A reasonable day, conditions-wise – a tad wet at times, but nice breeze out the south-west and good overhead. It was flat calm, tackling up, which prompted me to start on dries, but before we even got on the water, a breeze had got up. Nevertheless, I had a look from a fish first cast, so I persevered. That look turned out to be a red herring, as I was doing nothing thereafter. Hardly surprising, as the water surface was unblemished by insect matter.
We had started in the big bay at the dog-leg, as had Gary Heseltine, out on his own. We were seeing Gary catching regularly, figure-of-eighting, so, to keep it simple, I just took the dries off and replaced them with nymphs, slow figure-of-eighting them. This was good enough to catch the first couple of fish – to Diawl Bachs – though it went a bit quiet after that. My boat partner, Steve Kilpatrick, was getting interest to a bibio hopper, pulled back on a floater – with one landed and a couple lost. Soon that went quiet as well. Steve put a damsel with a bit of weight on the tail. That caught a fish. I followed suit, and sure enough, I had one on the damsel too. Again, it went a bit quiet on us, and we tried a grand tour of the water – see our GPS trace!
Along the way we picked up a fish each. As the day wore on, we were starting to see the occasional rise and, as we were hardly setting the heather on fire, we both went on to dries.

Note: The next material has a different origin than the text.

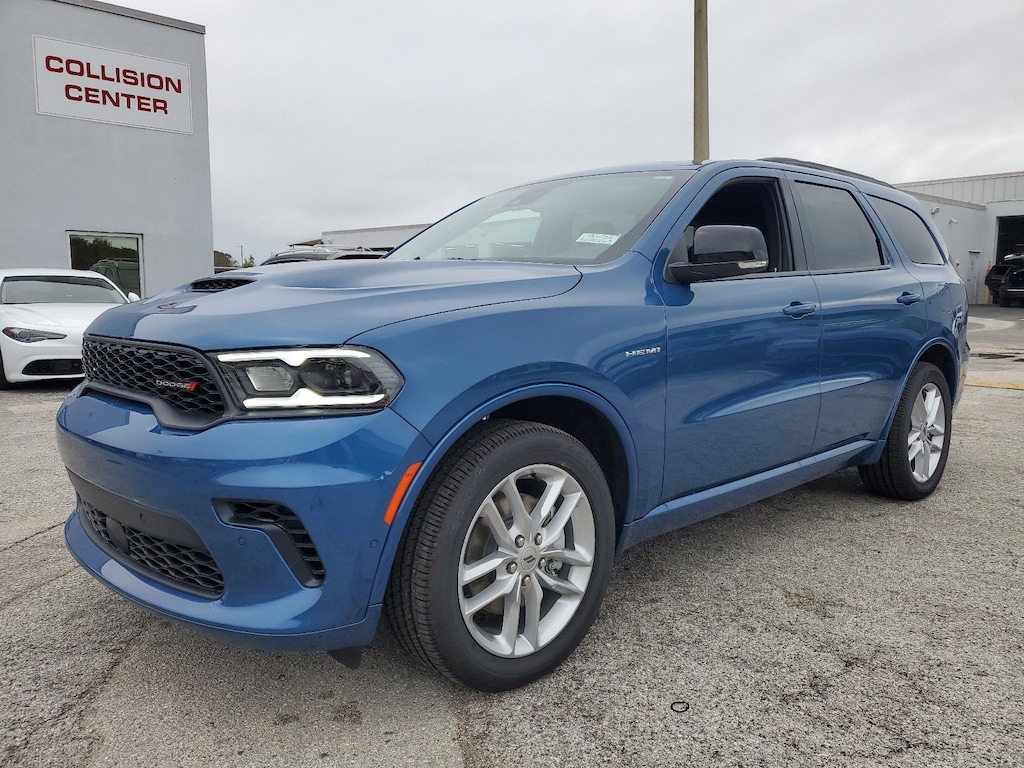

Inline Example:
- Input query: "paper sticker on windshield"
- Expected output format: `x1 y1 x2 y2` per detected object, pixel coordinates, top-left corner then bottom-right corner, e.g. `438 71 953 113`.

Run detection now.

That turned out to be a decent move, as we had our last few fish to them, including a couple to a black hopper.
Gary’s successful tactic that had him catching right from the start was a washing line set-up – intermediate, with a booby on the tail, plus a cormorant and 2 Kate McLarens. Keith Logan had a good bag, also to a washing line, but a floater & ghost-tip. Fish came to cormorants and a cat booby. Dougie Skedd stayed on dries all day to take his fish to black Klinkhamer, as did John Wastle, who put a bag together on black and claret half-hogs. Best bag of the day went to Derek Kilgour, who landed 16 fish to a black Howwood and a squirmy wormy (tut-tut!), fished on a 10 ft midge-tip, figure-of-eighted, mostly at the top end of the water.